Biotech IP Attorney Dr. David M. Saravitz Joins Williams Mullen

Williams Mullen is pleased to announce that David M. Saravitz, Ph.D., has joined Williams Mullen as a Partner in the Intellectual Property section. He will be working out of the Raleigh office.

Dr. Saravitz has extensive knowledge in the life sciences, including industry and university research, as well as more than 15 years of experience in intellectual property law. He focuses his practice on the particular IP challenges facing the biotechnology/life sciences industry, helping his clients protect their intellectual property assets to best grow their businesses. Dr. Saravitz advises on general patent counseling, strategic planning, opinions concerning patentability, freedom to operate and infringement, IP-related due diligence in business transactions, patent licensing, and patent application drafting and prosecution and is admitted to practice before the United States Patent and Trademark Office.

“The life sciences industry is significant and growing in the Triangle and throughout North Carolina, and a company’s ability to successfully protect and leverage its intellectual property is critical to that growth,” said David Paulson, North Carolina Managing Partner. “David has the ability to understand both the hyper-technical and practical business aspects of biotech IP. We are delighted to have him join our integrated team of corporate and IP lawyers, helping us continue to develop as a local, sophisticated one-stop shop for technology companies that want their IP and business lawyers under one roof.”

In addition to earning a J.D. from the North Carolina Central University School of Law, Dr.
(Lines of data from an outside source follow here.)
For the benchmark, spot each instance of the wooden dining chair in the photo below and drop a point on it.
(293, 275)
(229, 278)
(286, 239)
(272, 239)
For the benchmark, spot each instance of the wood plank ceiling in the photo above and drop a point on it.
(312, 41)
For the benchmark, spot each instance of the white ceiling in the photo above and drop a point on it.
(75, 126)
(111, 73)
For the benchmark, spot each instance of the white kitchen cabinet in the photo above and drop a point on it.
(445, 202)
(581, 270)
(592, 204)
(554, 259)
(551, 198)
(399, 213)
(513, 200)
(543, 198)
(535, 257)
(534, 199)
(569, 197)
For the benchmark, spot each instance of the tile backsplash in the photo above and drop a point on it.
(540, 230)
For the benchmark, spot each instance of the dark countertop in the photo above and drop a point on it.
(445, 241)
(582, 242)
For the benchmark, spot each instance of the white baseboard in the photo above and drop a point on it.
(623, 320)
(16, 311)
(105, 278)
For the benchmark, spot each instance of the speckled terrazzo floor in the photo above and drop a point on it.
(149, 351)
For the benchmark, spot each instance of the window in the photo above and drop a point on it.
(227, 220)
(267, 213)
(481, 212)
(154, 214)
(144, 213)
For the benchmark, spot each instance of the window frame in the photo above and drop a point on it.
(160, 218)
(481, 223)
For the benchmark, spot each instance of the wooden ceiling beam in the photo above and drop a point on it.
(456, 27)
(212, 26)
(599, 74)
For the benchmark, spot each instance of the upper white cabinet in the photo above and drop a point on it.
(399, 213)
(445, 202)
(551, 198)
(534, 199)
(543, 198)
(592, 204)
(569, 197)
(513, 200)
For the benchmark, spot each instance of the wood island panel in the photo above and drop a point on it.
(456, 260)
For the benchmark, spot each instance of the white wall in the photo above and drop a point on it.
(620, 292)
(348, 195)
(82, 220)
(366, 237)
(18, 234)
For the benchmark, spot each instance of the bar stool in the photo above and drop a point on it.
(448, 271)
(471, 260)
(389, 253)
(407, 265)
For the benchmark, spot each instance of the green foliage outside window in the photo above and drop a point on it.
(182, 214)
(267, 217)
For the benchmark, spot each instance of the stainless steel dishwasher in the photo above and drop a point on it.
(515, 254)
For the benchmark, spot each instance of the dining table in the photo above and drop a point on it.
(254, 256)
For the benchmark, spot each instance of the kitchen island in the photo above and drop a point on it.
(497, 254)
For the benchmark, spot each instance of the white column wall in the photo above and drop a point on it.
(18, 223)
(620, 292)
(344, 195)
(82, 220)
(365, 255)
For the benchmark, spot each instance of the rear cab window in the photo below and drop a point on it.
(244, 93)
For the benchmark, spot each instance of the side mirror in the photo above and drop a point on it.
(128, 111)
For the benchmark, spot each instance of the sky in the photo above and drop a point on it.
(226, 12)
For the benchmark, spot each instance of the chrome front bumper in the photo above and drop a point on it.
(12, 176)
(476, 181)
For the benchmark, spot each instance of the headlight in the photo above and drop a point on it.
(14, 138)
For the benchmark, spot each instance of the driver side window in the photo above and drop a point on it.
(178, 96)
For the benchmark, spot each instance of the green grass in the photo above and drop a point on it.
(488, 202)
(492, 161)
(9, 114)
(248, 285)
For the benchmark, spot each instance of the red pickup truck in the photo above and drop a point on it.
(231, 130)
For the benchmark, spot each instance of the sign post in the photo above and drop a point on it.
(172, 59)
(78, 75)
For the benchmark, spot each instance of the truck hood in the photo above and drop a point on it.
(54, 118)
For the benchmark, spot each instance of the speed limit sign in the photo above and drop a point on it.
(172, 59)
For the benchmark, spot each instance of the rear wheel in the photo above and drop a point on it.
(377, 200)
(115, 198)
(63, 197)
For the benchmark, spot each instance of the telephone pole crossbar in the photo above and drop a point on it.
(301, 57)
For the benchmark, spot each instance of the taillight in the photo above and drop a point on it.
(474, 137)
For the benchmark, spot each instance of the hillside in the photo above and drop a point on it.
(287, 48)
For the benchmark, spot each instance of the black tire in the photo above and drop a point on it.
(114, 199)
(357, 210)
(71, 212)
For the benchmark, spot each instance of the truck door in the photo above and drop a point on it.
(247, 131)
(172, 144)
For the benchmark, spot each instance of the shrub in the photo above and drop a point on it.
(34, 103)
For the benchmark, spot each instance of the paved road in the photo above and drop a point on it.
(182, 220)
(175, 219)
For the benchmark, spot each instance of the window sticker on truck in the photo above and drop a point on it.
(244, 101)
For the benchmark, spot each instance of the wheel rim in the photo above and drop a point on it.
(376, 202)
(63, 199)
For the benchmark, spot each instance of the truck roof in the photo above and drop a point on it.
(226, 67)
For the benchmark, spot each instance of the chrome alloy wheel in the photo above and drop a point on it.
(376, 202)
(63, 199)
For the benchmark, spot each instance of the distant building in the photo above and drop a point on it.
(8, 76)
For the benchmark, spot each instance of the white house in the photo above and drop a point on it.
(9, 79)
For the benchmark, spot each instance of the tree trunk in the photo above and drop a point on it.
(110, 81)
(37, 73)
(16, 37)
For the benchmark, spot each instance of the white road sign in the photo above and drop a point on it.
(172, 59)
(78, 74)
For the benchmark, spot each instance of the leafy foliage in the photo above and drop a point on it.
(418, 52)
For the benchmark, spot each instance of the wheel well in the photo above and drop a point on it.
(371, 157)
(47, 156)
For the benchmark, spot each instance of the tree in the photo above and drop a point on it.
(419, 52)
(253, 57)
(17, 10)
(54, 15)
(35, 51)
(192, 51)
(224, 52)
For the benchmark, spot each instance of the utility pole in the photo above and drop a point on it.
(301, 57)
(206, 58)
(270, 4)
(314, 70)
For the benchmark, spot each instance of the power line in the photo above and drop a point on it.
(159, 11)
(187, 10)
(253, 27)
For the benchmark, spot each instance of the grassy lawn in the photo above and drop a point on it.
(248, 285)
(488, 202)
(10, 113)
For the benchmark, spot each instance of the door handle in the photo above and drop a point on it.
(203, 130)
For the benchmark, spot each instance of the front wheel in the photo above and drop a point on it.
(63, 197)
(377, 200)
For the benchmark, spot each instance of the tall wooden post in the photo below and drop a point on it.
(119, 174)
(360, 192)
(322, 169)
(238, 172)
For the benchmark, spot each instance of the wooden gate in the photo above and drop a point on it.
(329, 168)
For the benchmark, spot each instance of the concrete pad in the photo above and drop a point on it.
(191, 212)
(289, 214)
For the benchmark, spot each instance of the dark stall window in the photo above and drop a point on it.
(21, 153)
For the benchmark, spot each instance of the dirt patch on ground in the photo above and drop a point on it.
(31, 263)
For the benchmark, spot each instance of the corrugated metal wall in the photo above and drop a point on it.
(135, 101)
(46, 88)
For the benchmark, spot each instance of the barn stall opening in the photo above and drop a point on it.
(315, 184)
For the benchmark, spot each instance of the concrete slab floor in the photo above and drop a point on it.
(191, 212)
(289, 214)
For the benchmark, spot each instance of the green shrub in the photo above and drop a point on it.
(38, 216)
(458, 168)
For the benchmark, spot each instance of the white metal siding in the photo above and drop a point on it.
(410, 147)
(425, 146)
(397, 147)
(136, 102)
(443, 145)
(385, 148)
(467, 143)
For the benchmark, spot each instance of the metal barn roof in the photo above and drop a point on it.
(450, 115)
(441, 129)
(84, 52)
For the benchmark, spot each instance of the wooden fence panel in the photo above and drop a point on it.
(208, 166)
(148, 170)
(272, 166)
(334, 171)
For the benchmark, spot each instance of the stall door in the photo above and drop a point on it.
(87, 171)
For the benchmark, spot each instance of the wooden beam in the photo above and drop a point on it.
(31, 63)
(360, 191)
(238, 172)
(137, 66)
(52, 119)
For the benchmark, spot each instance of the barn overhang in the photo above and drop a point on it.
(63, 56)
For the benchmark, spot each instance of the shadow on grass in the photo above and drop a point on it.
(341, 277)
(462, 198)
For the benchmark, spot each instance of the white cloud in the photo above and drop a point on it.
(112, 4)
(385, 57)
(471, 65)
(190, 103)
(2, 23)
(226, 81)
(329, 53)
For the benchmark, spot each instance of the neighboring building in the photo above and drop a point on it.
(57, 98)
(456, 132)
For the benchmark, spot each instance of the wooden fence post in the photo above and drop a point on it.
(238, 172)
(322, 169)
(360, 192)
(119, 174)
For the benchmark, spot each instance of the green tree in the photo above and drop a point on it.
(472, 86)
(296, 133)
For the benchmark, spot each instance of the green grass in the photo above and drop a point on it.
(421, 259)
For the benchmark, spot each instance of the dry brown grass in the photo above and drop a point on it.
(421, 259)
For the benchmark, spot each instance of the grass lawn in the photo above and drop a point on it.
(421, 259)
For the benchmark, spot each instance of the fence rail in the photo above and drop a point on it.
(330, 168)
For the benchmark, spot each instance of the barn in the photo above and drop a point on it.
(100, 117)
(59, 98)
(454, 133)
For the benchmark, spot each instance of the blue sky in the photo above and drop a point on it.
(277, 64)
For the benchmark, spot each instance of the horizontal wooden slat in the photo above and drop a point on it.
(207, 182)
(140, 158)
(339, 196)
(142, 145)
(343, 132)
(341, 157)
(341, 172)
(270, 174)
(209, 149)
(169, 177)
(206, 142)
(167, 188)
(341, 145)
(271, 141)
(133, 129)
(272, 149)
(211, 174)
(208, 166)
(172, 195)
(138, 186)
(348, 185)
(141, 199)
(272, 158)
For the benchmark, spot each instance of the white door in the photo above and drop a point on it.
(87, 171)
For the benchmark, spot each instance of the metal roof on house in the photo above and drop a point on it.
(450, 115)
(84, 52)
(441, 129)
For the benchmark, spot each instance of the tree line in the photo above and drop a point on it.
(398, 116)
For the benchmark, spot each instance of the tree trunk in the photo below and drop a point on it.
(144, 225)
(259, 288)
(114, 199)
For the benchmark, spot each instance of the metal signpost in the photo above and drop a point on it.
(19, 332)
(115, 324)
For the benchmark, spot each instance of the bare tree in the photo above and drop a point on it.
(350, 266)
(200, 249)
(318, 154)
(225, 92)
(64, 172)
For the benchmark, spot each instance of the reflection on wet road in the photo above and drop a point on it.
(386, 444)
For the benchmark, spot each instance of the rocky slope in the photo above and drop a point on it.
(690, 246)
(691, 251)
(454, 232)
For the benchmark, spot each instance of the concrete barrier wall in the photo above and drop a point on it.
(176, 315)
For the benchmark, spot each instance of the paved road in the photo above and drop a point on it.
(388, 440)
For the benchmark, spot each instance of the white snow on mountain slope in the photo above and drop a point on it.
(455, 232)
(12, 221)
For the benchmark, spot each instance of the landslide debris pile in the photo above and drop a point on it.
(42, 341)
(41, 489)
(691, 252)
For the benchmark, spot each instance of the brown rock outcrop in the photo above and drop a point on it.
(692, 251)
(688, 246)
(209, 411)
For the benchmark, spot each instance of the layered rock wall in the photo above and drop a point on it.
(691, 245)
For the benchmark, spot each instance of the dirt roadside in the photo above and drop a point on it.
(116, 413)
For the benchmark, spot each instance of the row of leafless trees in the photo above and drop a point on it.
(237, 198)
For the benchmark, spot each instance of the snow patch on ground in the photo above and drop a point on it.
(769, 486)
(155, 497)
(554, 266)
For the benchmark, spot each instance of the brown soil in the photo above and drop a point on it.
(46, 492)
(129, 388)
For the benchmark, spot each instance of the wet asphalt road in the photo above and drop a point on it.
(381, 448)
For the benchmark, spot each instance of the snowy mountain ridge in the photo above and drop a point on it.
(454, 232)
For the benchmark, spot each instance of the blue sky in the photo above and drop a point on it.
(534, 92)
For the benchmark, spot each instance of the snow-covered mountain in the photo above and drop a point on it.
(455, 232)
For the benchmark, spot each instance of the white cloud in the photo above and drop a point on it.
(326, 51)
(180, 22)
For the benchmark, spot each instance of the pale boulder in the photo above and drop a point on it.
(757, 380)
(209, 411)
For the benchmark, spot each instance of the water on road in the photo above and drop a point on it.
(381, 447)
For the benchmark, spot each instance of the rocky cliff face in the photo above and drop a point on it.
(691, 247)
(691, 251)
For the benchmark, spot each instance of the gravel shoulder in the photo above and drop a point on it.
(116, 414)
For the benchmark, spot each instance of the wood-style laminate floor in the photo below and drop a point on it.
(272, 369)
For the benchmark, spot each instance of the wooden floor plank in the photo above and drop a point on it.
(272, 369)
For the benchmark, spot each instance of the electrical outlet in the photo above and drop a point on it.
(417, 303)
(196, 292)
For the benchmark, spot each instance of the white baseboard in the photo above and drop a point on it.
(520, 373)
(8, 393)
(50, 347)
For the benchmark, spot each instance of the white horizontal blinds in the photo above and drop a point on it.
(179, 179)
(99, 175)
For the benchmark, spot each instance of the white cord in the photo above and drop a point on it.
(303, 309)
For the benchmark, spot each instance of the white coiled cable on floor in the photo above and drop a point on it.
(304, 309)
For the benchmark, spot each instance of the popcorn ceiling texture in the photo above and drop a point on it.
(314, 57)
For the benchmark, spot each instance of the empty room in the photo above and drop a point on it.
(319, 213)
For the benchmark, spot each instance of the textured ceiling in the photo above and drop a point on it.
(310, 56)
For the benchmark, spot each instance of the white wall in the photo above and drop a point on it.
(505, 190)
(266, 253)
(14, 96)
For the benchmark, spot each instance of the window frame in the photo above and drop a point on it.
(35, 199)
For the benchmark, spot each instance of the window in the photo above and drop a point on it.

Saravitz’s background includes a Ph.D. in cell and molecular biology from Duke University, an M.S. from North Carolina State University and a B.S., with distinction, from The Pennsylvania State University. At law school, he served as chairperson of the Intellectual Property Law Society. While studying at Duke, Dr. Saravitz was the recipient of both a National Institutes of Health Cell and Molecular Biology Training Grant and a Plant Molecular Biology Fellowship from the North Carolina Biotechnology Center.